How Do REALTORS® Respond to Clients Who Feel Unwelcome by Their Social Media Posts?
Question 4. If someone informs you that he or she feels unwelcome by your social media post or video, have you ever responded, “That’s what my seller told me to write”?
Broker Beware: The vast majority—96% of respondents—said “never,” but the remaining 4% responded yes because they say their duty is to the client. While agents do have a duty to their clients, that does not supersede their duty to obey the law. When we make individuals, particularly those who belong to a protected class, feel unwelcome, we could be inviting trouble. It’s our job as real estate professionals to educate clients on our duties and responsibilities to them and (not or) the law.
Do REALTORS® Disclose When They Use Filters or Staging in Social Media Posts?
Question 5. Have you used filters or staging apps for your real estate listing photos without disclosing that an app was used?
Broker Beware: While about 90% answered “never,” the remaining 10% could cause needless headaches for themselves. The Code of Ethics requires a “true picture” in all representation, including images, and REALTORS® may not exaggerate, misrepresent, or conceal pertinent facts relating to a property. Be careful that your use of filters or staging apps doesn’t create anything other than a “true picture” in your listing photos.
Are Real Estate Agents Targeting Specific Groups on Social Media?
Question 6. To generate higher quality leads, do you currently select social media targeting that allows you to sort by race, religion, familial status, color, handicap, national origin, or sex?

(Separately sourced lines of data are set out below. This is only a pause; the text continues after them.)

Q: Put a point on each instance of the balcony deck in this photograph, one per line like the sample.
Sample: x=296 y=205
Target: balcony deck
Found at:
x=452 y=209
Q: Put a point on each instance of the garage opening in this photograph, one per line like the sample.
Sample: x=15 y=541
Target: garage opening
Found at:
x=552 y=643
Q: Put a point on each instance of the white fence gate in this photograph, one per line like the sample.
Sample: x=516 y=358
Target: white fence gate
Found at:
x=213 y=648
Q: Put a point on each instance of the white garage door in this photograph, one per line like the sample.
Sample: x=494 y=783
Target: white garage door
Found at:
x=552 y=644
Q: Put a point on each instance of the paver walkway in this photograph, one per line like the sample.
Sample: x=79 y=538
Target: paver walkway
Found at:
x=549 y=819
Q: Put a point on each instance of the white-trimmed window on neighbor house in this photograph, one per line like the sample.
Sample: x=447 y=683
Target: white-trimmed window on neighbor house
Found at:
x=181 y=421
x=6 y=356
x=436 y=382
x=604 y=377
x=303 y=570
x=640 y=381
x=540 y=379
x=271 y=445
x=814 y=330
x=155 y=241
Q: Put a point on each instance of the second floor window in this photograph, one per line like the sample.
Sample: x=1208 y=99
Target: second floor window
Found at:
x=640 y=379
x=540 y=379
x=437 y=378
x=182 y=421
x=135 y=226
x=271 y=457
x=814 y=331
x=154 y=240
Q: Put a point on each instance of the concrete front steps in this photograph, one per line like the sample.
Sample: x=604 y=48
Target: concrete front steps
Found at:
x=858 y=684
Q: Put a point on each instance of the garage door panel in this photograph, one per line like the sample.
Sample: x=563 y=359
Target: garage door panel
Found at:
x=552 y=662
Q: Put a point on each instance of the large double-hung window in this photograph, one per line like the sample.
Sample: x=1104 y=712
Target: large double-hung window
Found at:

Broker Beware: More than 7% said “yes.” This is 2019. While reading the responses, I felt like a DeLorean should drive by to get me out of the 1950s. Agents have to be cognizant that they are not discriminating in their marketing, which would likely violate state and federal fair housing laws. Even more shocking, almost a third of those respondents indicated that they chose options to exclude simply because it was an option on the marketing platform. Simply because an option is available does not mean it is appropriate or legal to use. This is the second time in this short seven-question survey that this was respondents’ prevailing reason for violating the law.
Agents may be on “autopilot” when it comes to legal areas that require attention and care. It makes me wonder, what else may be short-changed (perhaps time for more quizzes)? As I suggest after Question 1, agents should ensure their marketing complies with federal, state, and local laws.
Do REALTORS® Willfully Ignore the Law When It Comes to Social Media Marketing?
Question 7. Complete this sentence: Ignorance of the law is________.
Broker Beware: In this multiple-choice question, 97% of the survey participants selected “no excuse.” However, the remaining 3% chose “not a big deal because I am sure I will get a warning first.” This attitude is a liability both to the agent and to his or her firm. Agents and teams should be less—shall we call it “creative”—in their marketing and have a mindset of asking for permission rather than assuming forgiveness will be an option.